Related reading, from the font designer's side: “Oh, oh, zero!” by Charles Bigelow (of Bigelow and Holmes, makers of typefaces like Lucida and Wingdings), published in TUGboat the journal of the TeX users group: https://tug.org/TUGboat/tb34-2/tb107bigelow-zero.pdf
> Related reading, from the font designer's side: “Oh, oh, zero!” by Charles Bigelow
I don't know. People tend to use the letter 'O' a lot. And people tend to use zero '0' a lot too.
Who gives a fuck about "Oh"? I mean, seriously, which percentage of articles, blog, PDFs, webpages, products etc. throughout the world have have 'O' and '0' that can be mistaken one for another? And which percentage have "Oh"?
When was the last time a user had to read a product ID over the phone and did misread big O / "Oh" for 0?
I don't even think there was a last time, because nobody is using "Oh" in identifiers.
While, on the other hand, it's perfectly fine to use a slashed-zero for zero, to be sure nobody mistakes it for the letter 'O'.
So basically: your link and TFA aren't that related.

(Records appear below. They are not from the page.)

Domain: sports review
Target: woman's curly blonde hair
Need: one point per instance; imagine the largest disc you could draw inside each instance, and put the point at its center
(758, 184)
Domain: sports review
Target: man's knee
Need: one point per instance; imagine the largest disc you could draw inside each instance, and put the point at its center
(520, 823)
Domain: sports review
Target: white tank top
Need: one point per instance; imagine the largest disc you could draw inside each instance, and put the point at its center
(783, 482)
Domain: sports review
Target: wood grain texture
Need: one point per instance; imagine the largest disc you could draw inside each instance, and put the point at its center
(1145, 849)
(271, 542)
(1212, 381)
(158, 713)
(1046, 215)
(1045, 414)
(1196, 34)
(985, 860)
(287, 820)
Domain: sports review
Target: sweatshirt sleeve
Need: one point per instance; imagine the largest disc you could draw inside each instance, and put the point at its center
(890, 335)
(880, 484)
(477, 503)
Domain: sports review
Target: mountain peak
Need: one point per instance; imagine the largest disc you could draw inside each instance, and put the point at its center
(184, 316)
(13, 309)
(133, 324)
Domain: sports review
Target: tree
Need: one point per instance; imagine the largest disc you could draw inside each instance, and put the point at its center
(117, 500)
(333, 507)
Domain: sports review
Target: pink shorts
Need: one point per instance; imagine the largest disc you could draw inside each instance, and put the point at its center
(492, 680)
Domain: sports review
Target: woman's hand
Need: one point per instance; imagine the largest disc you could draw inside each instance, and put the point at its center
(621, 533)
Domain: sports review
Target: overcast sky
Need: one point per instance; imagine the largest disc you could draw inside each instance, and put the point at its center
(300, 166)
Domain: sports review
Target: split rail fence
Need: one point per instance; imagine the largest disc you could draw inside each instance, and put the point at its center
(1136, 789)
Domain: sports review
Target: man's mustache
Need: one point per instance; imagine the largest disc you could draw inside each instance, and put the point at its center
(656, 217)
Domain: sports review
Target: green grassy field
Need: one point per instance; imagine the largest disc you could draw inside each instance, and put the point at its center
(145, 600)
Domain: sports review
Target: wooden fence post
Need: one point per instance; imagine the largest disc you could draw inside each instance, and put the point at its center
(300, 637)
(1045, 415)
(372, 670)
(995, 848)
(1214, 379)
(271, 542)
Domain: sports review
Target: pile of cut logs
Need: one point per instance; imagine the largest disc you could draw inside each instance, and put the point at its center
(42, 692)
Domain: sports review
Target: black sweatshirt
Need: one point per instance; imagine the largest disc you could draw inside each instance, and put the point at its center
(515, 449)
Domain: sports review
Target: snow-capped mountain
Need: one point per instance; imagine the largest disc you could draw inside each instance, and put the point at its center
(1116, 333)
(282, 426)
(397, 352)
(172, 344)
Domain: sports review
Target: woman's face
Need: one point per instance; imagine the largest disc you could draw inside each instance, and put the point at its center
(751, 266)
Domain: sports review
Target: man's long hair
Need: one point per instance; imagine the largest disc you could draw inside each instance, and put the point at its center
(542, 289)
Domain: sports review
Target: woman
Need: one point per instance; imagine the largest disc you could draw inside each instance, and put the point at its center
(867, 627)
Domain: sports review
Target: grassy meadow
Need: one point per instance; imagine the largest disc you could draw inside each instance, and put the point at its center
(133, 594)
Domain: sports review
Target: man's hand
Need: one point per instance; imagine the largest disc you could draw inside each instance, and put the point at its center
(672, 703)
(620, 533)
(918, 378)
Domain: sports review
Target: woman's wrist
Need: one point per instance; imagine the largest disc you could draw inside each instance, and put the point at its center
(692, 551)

I'm not sure I understand your comment, because at first glance it seems to be making a distinction between "Oh" and "O", when Bigelow's article is using "Oh" as the name/vocalization of the letter 'O' (as should be clear from the very first sentence, even if not the title).

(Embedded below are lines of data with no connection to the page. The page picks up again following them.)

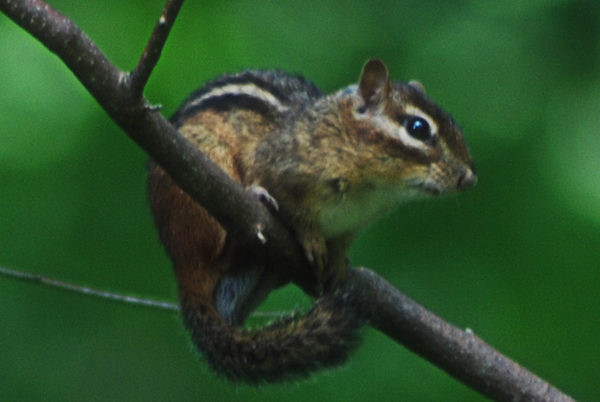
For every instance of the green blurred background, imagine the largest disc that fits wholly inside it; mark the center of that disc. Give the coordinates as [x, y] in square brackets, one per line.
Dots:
[515, 259]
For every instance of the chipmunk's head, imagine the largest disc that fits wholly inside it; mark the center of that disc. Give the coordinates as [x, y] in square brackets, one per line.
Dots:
[422, 146]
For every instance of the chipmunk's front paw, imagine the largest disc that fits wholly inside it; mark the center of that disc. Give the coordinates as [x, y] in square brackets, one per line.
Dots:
[315, 250]
[261, 194]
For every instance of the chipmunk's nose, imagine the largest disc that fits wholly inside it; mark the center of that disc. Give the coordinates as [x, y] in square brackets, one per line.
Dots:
[467, 179]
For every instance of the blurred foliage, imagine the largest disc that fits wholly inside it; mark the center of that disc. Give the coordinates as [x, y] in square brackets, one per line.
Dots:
[515, 259]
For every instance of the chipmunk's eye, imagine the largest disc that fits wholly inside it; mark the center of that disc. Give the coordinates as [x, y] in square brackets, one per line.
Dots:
[417, 127]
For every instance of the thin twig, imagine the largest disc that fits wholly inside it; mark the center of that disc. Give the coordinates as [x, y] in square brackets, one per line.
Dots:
[140, 75]
[54, 283]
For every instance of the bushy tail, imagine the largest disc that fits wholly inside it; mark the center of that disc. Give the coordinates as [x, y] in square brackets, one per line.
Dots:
[290, 348]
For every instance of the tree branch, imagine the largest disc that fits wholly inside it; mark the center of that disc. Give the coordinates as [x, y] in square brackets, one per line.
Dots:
[458, 352]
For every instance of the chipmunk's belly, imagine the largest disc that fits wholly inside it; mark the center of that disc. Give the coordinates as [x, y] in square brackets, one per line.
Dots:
[356, 211]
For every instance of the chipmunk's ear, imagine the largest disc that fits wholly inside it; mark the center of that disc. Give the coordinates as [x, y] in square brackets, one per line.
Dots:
[417, 85]
[374, 83]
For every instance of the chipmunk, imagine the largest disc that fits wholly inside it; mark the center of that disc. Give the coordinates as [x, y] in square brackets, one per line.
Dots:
[327, 165]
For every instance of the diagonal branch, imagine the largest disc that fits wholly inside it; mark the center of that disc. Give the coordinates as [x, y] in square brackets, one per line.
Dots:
[140, 75]
[458, 352]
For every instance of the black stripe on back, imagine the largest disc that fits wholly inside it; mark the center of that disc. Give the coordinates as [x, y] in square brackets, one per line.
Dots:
[225, 103]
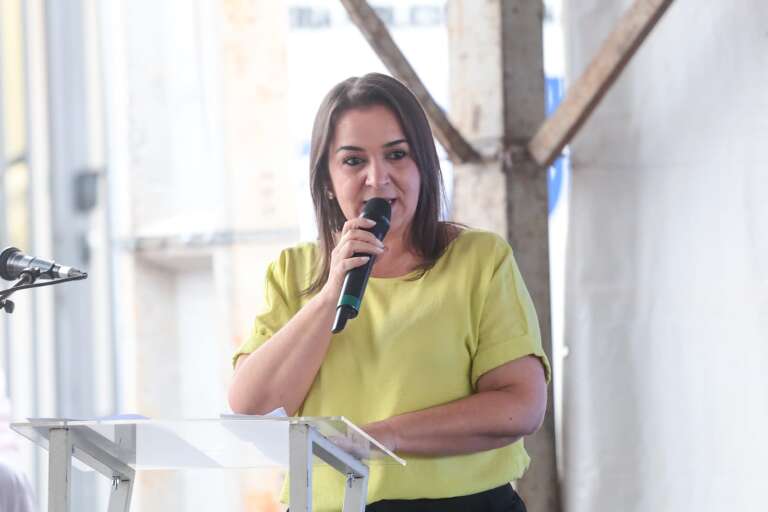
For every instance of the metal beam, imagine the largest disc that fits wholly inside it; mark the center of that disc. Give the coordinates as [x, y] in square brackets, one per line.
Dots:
[587, 91]
[381, 41]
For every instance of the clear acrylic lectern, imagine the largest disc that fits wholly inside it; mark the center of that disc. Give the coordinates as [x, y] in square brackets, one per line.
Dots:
[118, 448]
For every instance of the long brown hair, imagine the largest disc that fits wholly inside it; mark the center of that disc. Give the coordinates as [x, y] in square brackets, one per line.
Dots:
[429, 237]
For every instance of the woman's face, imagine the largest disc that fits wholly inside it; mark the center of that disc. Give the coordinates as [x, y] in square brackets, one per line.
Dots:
[369, 157]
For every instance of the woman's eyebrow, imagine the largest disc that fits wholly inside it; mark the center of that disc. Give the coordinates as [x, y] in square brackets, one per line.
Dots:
[394, 143]
[349, 148]
[357, 148]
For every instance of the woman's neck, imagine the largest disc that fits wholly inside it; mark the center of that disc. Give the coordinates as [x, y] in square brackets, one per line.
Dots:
[397, 260]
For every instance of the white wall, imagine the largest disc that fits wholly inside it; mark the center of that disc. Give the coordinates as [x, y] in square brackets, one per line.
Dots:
[666, 399]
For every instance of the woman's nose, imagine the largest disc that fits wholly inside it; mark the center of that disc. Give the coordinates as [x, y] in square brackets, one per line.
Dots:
[378, 174]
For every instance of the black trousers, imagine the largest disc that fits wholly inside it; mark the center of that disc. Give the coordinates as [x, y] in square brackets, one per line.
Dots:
[500, 499]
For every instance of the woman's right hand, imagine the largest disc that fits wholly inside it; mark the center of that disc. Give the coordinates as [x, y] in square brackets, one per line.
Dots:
[352, 239]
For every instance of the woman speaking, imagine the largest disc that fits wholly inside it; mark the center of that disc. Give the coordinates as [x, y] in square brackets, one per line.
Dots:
[443, 364]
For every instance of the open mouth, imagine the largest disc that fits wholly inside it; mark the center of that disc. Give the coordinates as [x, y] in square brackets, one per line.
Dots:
[391, 201]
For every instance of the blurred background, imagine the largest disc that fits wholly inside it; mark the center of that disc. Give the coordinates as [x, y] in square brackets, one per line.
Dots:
[163, 147]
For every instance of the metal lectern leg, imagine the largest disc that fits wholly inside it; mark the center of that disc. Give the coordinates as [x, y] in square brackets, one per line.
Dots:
[59, 469]
[355, 493]
[300, 467]
[120, 497]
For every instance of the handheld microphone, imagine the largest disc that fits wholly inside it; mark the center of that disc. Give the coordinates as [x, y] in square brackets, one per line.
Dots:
[13, 262]
[352, 290]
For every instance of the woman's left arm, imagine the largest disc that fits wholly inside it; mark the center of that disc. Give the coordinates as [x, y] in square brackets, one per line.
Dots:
[510, 403]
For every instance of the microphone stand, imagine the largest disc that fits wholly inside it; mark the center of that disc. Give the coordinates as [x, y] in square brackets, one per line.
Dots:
[27, 279]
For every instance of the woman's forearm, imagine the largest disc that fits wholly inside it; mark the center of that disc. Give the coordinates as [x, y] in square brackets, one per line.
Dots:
[280, 372]
[482, 421]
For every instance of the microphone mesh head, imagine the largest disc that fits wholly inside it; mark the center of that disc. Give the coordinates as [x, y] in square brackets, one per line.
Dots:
[377, 209]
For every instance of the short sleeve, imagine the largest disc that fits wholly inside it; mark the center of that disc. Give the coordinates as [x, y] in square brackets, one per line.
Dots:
[277, 311]
[509, 328]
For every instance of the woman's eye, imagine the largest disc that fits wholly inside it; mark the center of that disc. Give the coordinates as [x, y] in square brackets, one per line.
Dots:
[352, 160]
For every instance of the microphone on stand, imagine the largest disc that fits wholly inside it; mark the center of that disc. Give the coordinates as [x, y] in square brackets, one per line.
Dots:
[13, 262]
[351, 296]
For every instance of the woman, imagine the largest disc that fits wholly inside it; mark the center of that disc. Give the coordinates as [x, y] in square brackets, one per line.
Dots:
[444, 362]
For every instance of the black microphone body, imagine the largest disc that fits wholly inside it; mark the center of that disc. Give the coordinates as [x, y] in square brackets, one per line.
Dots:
[13, 262]
[352, 290]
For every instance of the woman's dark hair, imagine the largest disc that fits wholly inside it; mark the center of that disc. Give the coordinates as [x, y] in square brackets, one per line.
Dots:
[428, 236]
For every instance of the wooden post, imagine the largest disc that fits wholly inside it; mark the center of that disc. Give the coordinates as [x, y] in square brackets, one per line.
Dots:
[527, 213]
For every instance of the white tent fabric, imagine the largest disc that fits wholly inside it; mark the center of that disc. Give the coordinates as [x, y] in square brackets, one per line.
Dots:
[666, 379]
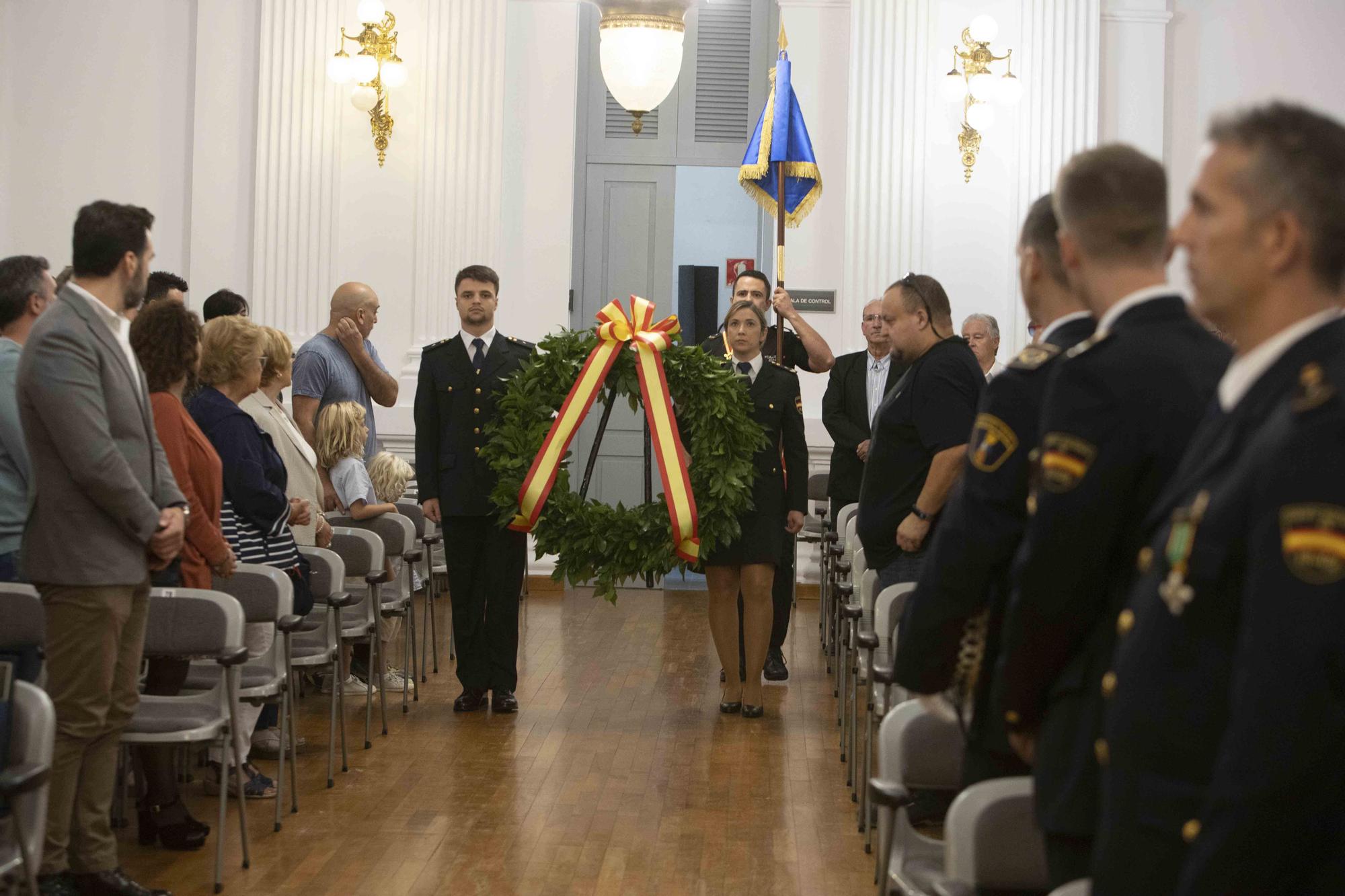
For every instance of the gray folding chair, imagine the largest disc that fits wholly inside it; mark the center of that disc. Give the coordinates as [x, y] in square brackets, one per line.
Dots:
[917, 751]
[993, 841]
[428, 538]
[400, 540]
[267, 596]
[322, 646]
[196, 623]
[25, 784]
[880, 645]
[362, 555]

So, assuming (still not clear from your comment) that you do understand "oh" to mean the letter 'O', as intended, still your comment is surprising, because some of your own other comments talk about O/0, and the submitted post here too starts with that very example:
> What are visually ambiguous characters?
> O / 0 - The letter O and the number 0 can look very similar
So surely the article is relevant to (at least the first example of) the post? I admit it goes much deeper into just this one example, and only a bit into other examples like 1/l/I and 2/Z or 5/S, but still it's relevant and of value as a representative example I think.